Mit der Ukraine-Konferenz von nächster Woche rückt Lugano ins internationale Scheinwerferlicht. Der Anlass ist ein Meilenstein in einer Entwicklung, die mit dem Ausbruch der Corona-Pandemie begonnen hat und dem drittgrössten Finanzplatz der Schweiz nun zu neuer Dynamik verhilft.

Für einmal wird die Welt nicht gebannt nach Davos blicken, wo alljährlich das Weltwirtschaftsforum (WEF) stattfindet, sondern nach Lugano. Zumindest Anfang nächster Woche, wenn die Wiederaufbau-Konferenz für die Ukraine dort stattfindet und eine Vielzahl von internationalen Politikerinnen und Politikern erwartet werden.

Es ist müssig, darüber zu debattieren, ob die wirklich Mächtigen dieser Welt dem Anlass ihre Aufwartung machen werden oder nicht. Fest steht indessen, dass sich Lugano damit weit über die Schweizer Landesgrenzen hinaus profilieren kann. Der Finanzplatz ist auch ein Treiber dafür.

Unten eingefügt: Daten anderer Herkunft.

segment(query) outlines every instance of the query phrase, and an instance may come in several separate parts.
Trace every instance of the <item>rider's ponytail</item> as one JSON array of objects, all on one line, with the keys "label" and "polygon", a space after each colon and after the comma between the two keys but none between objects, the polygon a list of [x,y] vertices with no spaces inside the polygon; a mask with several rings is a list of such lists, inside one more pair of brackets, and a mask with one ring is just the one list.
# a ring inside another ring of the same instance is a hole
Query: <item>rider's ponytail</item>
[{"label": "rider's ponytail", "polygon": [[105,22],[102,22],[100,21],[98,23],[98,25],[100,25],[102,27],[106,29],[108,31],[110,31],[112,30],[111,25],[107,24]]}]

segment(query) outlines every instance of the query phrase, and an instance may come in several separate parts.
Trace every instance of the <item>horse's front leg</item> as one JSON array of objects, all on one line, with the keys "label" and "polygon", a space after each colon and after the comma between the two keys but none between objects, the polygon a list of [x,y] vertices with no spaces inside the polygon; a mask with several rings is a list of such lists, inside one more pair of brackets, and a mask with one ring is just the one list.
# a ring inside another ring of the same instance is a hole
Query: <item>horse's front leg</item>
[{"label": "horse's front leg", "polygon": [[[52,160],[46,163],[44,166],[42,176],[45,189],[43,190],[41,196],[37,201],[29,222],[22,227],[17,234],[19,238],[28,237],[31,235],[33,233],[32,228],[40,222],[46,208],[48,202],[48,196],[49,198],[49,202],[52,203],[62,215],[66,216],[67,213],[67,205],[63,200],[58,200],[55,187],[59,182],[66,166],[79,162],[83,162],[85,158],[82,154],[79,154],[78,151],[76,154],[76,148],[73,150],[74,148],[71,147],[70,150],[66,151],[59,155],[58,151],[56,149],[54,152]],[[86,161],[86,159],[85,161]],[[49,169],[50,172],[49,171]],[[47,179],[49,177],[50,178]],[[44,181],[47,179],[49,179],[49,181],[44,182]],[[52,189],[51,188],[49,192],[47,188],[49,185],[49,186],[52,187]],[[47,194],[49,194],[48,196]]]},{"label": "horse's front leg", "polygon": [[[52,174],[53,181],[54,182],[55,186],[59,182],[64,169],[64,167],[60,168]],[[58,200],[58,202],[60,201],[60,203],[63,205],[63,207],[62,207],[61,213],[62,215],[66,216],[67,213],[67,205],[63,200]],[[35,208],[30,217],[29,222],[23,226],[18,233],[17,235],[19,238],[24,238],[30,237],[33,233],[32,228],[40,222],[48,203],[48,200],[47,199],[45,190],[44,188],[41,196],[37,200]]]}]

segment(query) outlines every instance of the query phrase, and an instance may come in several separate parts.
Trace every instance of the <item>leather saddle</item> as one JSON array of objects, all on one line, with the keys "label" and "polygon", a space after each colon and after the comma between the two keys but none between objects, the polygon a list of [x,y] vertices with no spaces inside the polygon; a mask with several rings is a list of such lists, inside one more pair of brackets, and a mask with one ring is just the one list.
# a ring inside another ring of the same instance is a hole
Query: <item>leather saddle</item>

Nach Steueramnestien in tiefen Dornröschenschlaf gefallen

Die «Ukraine Recovery Conference» ist eigentlich bloss ein Mosaiksteinchen in einem Gesamtwerk, das seit gut zwei Jahren an Konturen gewinnt. Das Tessin, Jahrzehnte lang vor allem die Sonnenstube der Schweiz, Sehnsuchtsort für unzählige Deutsche und eine Region, die mit ihrer Grenze zu Italien immer wieder auch für Schlagzeilen in Sachen Warenschmuggel und Geldwäscherei sorgte, verfiel vor rund 15 Jahren in einen tiefen Dornröschenschlaf. Unvorstellbar damals, dass eine internationale Konferenz wie der zweitägige Anlass von nächster Woche ausgerechnet im kriselnden Lugano abgehalten worden wäre.

Steueramnestien der italienischen Regierung, eine schlechte Verkehrsanbindung an die umliegende Welt, die fortschreitende Globalisierung, aber auch mangelndes Selbstbewusstsein unter vielen Entscheidungsträgern aufgrund einer grassierenden Miss- und Vetternwirtschaft in der Region führten in ihrer Summe dazu, dass das Tessin und vor allem Lugano ins Hintertreffen gerieten.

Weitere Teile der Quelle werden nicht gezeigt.